The scale of the backlog and pent-up demand
- NHS dental services cover a workforce based in high street, community and hospital settings, working in a wide range of specialities. The impact of COVID on specific services and patient cohorts has varied, as have the knock-on effects on backlogs and ongoing demand.
- Demand for services is greater than ever across the general population, with many vulnerable groups (veterans and service families[2], refugees and asylum seekers, those experiencing homelessness etc) left without access to NHS services. Oral health inequalities are widening for those unable to access care or who have long waits for treatment.
Routine and urgent care
- High street NHS General Dental Services have long faced significant pent-up demand reflecting ongoing capacity issues, with only enough services commissioned to cover around half of the English population. Consequently, the pre-COVID ‘business as usual’ saw many patients unable to secure timely access to appropriate dental services, close to home and appropriate to their needs.
- In the spring of 2020, all routine dental care in England was paused for over two months. With social distancing and additional decontamination between patients essential since then, dentists have been able to see only a fraction of their usual patients.
- Nearly 30 million appointments in high street General Dental Services were lost in the 12 months following the first lockdown: representing over two thirds the total volume of treatment delivered in a typical year. As of the end of October 2021 the figure is now at over 37 million, and with dentists still facing clear limits on how many patients they can see, this unprecedented backlog continues to grow.
- The proportion of children seen by an NHS dentist in the last 12 months fell from 59% as of 31 March 2020 to just 23% on 31 March 2021. This suggests over 9 million children exceeded the recommended maximum recall period during the first year of the pandemic.
- Official data is not collected on waiting lists in England for primary dental care. However, research from Healthwatch England has indicated patients being asked to wait up to three years for routine appointments - or six weeks for emergency care.
- Demand today is unlikely to take the same shape as it did pre-pandemic, or indeed in the early stages of lockdown. The disruption to access and ongoing care, the parallel suspension of public health programmes, and changes in lifestyle and dietary habits during lockdown are, taken together, likely to increase demand for treatment. Delays to diagnosis inevitably mean poorer outcomes for patients, and more extensive and expensive interventions.
- Urgent care represented over 60% of all courses of treatment delivered when practices reopened in June 2020. While urgent care levels delivered are now similar to the pre COVID period (around 300,000 per month) this still represents a much higher proportion of total treatment delivered in what is a very limited service. Given wider factors in play, it is not clear that current demand for urgent care is being met.
- It is now widely expected that oral health inequality will widen, and greater treatment need is likely to emerge in more deprived communities. Scotland’s participation figures during the pandemic have shown reduced capacity impacting most on those in the least affluent communities, who were already the least likely to attend. Data is not currently published in the same format in England.
Elective surgery
- Prior to COVID, tooth decay was consistently the number one reason for hospital admissions among young children. While tooth extractions under General Anaesthetic may lose this status as a result of the suspension and ongoing disruption to elective surgery, levels of demand have not dissipated. Dentists in hospital and community services are responsible for performing these procedures, serving both vulnerable adult and paediatric patients.

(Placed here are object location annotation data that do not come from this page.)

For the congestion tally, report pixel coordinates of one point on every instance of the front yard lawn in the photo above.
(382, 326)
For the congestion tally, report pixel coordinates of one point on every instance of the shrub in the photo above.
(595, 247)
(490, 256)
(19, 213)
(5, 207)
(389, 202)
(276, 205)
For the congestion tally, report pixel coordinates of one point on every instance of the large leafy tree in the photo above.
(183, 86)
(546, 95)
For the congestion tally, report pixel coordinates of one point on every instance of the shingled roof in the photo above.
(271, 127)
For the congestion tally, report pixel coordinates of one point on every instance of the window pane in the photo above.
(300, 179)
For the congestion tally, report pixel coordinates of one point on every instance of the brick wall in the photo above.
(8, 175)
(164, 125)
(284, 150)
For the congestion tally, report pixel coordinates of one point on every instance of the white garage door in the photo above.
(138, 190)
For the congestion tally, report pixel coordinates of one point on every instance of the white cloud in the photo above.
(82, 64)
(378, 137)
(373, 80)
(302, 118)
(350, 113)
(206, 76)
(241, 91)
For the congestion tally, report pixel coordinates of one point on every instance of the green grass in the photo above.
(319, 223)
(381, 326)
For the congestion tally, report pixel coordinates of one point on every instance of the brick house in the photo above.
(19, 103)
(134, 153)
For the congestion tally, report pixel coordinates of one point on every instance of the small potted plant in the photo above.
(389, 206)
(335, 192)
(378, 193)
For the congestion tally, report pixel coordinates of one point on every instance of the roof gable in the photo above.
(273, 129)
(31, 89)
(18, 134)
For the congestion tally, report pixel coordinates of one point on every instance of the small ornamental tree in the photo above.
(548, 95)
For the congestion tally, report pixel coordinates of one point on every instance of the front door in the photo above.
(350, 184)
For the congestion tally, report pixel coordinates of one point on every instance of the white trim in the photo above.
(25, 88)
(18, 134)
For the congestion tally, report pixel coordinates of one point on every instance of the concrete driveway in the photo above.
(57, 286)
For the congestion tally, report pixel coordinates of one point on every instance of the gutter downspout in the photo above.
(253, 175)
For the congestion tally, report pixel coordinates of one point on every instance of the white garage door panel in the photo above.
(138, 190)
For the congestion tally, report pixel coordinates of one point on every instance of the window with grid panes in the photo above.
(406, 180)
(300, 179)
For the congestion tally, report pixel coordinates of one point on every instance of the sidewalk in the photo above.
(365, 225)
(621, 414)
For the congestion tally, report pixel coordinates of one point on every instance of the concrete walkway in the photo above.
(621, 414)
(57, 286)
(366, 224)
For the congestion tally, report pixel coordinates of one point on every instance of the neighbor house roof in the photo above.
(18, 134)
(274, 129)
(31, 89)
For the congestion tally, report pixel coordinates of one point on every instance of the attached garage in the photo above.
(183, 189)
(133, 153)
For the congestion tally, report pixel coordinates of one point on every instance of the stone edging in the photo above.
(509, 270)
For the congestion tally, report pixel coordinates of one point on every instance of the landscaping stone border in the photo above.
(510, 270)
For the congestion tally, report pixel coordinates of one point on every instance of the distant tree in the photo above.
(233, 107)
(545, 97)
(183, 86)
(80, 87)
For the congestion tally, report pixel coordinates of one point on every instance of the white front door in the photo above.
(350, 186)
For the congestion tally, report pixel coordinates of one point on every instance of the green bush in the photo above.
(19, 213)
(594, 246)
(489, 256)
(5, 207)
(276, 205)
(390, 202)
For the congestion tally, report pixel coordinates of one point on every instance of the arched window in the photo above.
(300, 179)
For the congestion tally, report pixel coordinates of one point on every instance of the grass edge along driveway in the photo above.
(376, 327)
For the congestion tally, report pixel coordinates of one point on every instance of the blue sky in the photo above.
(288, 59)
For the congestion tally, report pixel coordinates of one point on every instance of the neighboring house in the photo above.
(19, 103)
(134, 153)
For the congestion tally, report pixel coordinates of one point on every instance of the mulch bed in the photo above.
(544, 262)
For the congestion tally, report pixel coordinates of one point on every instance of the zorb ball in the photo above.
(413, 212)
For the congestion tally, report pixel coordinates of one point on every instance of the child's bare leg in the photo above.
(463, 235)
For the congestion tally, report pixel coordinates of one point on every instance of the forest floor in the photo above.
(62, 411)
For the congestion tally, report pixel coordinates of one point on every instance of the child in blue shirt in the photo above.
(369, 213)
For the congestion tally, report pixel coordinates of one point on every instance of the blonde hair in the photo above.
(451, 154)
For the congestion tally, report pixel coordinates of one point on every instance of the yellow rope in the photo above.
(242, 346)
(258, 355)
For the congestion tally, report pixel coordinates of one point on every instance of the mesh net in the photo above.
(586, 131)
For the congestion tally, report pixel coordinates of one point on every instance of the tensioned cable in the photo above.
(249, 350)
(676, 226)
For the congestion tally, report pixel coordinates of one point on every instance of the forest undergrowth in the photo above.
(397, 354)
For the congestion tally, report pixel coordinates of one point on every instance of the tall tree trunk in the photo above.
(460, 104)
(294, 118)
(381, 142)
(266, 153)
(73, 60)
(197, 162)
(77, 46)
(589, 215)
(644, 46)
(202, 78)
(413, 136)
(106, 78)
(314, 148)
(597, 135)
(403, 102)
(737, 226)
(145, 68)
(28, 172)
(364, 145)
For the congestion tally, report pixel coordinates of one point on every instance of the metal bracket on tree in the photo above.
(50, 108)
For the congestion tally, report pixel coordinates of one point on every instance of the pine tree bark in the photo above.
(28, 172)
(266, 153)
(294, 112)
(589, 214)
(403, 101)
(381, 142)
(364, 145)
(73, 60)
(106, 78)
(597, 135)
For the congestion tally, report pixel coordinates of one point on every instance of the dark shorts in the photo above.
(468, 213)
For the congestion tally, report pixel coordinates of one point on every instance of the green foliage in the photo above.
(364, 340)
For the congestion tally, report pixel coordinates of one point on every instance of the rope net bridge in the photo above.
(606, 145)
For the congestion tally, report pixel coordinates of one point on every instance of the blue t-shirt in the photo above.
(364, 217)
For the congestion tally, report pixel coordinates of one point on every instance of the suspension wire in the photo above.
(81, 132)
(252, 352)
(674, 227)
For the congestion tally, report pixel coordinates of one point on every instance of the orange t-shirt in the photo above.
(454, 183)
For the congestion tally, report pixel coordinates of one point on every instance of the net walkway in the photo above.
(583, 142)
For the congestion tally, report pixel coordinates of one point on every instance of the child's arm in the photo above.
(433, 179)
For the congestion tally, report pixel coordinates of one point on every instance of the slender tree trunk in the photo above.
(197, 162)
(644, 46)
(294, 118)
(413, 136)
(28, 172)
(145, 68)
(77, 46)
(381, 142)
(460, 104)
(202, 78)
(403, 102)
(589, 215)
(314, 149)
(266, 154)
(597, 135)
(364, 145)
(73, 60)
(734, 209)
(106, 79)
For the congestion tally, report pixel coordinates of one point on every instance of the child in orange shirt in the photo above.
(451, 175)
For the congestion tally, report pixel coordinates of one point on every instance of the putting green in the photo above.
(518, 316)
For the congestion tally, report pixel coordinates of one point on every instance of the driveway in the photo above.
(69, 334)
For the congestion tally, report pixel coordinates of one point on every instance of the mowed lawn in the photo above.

- Along with partners including Mencap we have sought data on the size of backlogs for GA extractions since the outset of the pandemic. This has featured in contact with officials, and formal requests direct to the Secretary of State. However, we are still awaiting full disclosure.
- The lack of robust data means activity here does not even fall within the recovery plan for elective surgery. Yearlong waiting times were standard before COVID, and we understand that the total wait from referral through to treatment for some patients requiring sedation may now be as long as four years. Clearly without disclosure on the scale of the problem there is no basis to develop an effective plan.
- Access to theatre space remains a major issue for dentistry. The CDS who are contracted separately from the trust to deliver surgery under GA in hospital theatres, struggle to gain access to theatre space.
- While patients are unable to access routine care, or are stuck on long waiting lists, their oral health will be deteriorating. Early detection and treatment of all oral disease including oral cancer is of vital importance to the success and cost of care.
- In 2020 waiting times for consultant led secondary care dental services rose to an average waiting time of 21 weeks with only 35% of the patients being seen within 18 weeks and this has improved slightly in 2021 with average waits of 14 weeks and 60 percent seen within 18 weeks[3]. Those national figures, however, mask the dramatic regional differences faced by patients. There are patients waiting in excess of 104 weeks. RTT data shows patients in the Southwest in 2021 were waiting on average 74 weeks compared with 8 weeks in London. Such regional disparities are not limited to hospital dental services.
Domiciliary care
- Domiciliary care is a small part of NHS dentistry, serving a highly vulnerable population, both the housebound and those in care homes. It is anticipated these groups were largely unable to access mainstream dental care during lockdown, and face ongoing challenges and high levels of need.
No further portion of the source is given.